В Средневековье смех над церковным чином звучал не только извне, но и изнутри самой Церкви. Много столетий клирики писали, читали и порой исполняли пародии на литургию (такие как «литургия пьяниц» или «литургия игроков»), на Евангелия («Евангелие игроков» или «Евангелие пьяниц»), на молитвы (существовали пародийные версии «Отче наш» и «Аве Мария»), на жития святых, монастырские уставы, постановления церковных соборов и т. д. Многие из этих текстов, как и пародии маргиналий, всячески обыгрывали темы, связанные с телесным низом.

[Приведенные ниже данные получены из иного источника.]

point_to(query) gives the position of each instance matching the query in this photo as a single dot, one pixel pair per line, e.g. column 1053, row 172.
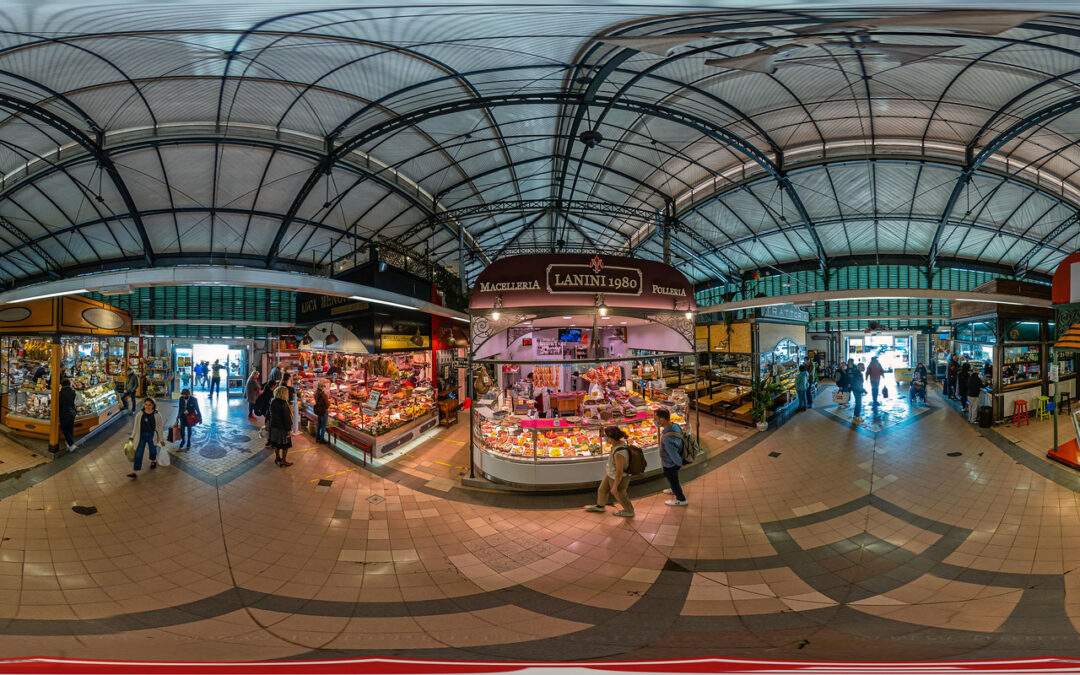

Возвышенные и отвлеченные материи — с помощью игры слов и случайных созвучий — переводились в предельно физиологическую, порой непристойную, плоскость. Аскеза и воздержание заменялись обжорством и выпивкой. В популярнейшем «Диалоге Соломона и Маркульфа» на слова мудрого царя, что «четыре евангелиста держат на себе мир», охальник Маркульф отвечал: «Четыре опоры держат нужник, чтобы тот, кто на нем сидит, вниз не свалился». В средневековых пародиях строки псалма «Venite adoremus» («Приидите поклониться») превращались в «Venite apotemus» («Приидите выпить»), «Pater noster» («Отче наш») — в «Potus noster» («Питие наше»), «Oremus» («Помолимся») в «Potemus» («Выпьем»), а Послание апостола Павла к евреям («ad Hebraeos») — в послание к пьяницам («ad Ebrios»).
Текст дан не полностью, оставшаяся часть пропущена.